Polizeiruf 110 – Verdammte Sehnsucht

Kogge, Krause, Stokowski, Dinda und ein Krimi auf den Spuren des "Jungen Törless"

Foto: RBB / Sandor Domonkos
Foto Rainer Tittelbach

Tatort Internat: schnöselige Jungmänner, abgeschnitten von der sozialen Realität, konzentrieren sich ganz auf die interne Hackordnung, der offenbar ein Mitschüler zum Opfer gefallen ist. Mit 2,4 Promille Alkohol im Blut wurde er im Wald gefunden – abgeladen wie ein totes Tier… Erpressung, Dekadenz, Sadismus, sexuelle Demütigung sind so alt wie die Menschheit. Konzentrierter, großartig besetzter Ein-Schauplatz-Krimi von Stefan Rogall.

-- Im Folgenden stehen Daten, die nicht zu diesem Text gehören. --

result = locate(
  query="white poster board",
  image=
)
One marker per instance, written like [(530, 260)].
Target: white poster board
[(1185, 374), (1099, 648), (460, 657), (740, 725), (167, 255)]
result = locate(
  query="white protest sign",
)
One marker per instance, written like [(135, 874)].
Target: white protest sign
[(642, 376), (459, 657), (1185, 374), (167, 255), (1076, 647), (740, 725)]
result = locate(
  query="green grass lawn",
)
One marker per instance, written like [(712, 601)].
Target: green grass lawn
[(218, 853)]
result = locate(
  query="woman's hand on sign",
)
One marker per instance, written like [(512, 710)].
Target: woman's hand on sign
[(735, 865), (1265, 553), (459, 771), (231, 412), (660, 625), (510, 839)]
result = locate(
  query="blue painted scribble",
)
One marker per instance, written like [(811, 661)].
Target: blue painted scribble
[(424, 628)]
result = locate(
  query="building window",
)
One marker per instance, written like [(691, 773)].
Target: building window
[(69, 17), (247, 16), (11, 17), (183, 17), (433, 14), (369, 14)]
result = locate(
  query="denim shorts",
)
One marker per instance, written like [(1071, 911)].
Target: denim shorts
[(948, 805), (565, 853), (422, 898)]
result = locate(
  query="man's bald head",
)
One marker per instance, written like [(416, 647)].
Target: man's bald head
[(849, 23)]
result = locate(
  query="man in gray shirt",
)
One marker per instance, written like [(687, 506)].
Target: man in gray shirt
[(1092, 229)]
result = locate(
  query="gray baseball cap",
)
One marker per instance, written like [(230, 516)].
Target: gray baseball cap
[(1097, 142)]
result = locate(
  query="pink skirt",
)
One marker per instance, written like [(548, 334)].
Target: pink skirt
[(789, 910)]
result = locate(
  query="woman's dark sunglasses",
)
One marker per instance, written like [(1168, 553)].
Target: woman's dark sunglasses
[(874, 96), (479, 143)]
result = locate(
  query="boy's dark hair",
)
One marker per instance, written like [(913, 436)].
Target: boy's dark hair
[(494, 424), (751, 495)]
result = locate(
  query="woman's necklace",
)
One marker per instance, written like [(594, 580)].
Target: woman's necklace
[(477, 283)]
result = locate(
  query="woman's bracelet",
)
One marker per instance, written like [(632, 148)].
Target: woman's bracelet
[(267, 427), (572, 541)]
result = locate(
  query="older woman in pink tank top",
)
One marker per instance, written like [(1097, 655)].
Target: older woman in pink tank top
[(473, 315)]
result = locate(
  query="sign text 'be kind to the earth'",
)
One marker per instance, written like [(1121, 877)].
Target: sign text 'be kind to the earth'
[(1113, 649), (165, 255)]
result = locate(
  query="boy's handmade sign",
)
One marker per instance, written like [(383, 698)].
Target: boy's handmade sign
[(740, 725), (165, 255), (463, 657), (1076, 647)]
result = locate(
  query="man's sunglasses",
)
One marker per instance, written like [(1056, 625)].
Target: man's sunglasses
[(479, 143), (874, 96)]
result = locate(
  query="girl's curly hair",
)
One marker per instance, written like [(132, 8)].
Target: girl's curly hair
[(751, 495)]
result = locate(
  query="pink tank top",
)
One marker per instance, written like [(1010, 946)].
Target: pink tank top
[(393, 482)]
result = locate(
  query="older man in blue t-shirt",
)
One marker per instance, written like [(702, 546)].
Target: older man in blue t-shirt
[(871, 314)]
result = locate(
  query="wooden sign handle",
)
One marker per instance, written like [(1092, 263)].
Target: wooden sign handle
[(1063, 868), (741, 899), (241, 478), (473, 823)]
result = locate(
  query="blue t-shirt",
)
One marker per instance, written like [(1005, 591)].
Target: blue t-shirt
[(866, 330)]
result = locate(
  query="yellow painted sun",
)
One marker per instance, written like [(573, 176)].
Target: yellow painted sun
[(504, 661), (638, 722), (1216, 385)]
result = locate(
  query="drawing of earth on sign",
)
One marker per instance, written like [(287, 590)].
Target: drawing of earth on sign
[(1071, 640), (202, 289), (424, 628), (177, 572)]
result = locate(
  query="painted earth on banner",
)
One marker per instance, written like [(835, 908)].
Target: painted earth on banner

Es herrschen harte Sitten im Internat „Friedrich von Eisenbruch“. Der Stipendiat und Musterschüler Bastian Kröner kann ein Lied davon singen. Er wirkt verschlossen, blockt ab bei der Vernehmung. Dabei ist sein bester Freund ermordet worden, ein Diplomatensohn, der besonders oft leiden musste. Er hatte einen Intimfeind, einen unverschämten jungen Mann, der sich jedem überlegen fühlt – weil er seinen mächtigen Vater hinter sich weiß.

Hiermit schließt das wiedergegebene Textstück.